Sometimes, this can be self-defeating. Because of their compulsive need to beseech sympathy, Munchousens have great difficulty forming lasting relationships. They don’t have many friends. Not many people visit.
This only proves the patient’s claim he is rejected without cause by callous neighborhoods.
Hospitalization soon becomes a way of life and a magnificent obsession. Munchousens claim their particular suffering gives them the required emotional insights into others’ psychiatric disorders, and they will challenge a professional who tells them otherwise.
Negativistic and uncooperative, a Munchousen will often cause havoc on a ward by non-compliance with hospital rules. When the hospital staff becomes suspicious, the patient turns strident and often abusive.
Genuine Munchousen patients have fall-back positions. One such defense is that the person who discovered a deception must be sick.
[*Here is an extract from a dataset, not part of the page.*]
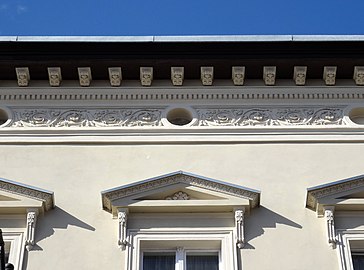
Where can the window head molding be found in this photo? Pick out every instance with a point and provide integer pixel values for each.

When confronted with undeniable evidence, the patient threatens litigation, starts arguing excessively and loudly that his ailment is real and suspicions of fakery unfounded.
When all his options have run out, a Munchousen will discharge himself in haste, heading for yet another hospital, repeating his charade. He knows that what he does is dangerous at worst and laughable at best, but he will keep recycling the same story of his enormous suffering and hope that it still sticks.
This search for attention takes Munchousens from city to city in search of yet another hospital and yet another sympathetic ear, sometimes to foreign countries and even continents.
Some professionals feel the disorder is common but rarely recognized. Others feel the disorder is over-reported because the same patients appear at different hospitals, using different names and sometimes fake IDs, thus artificially boosting statistics.
Tellingly, the Munchousen Syndrome is a disorder that can only be inferred by a skilled outside observer but cannot be diagnosed by conventional means. Diagnosis is arrived at by exclusion of all other factors.
Sadly, the literature claims, Munchousens are incurable. Much has been tried, but nothing seems to work. Said one frustrated doctor, as documented in a classic reference book:
“Perhaps the only defense the system has against a Munchousen is to tattoo his belly.”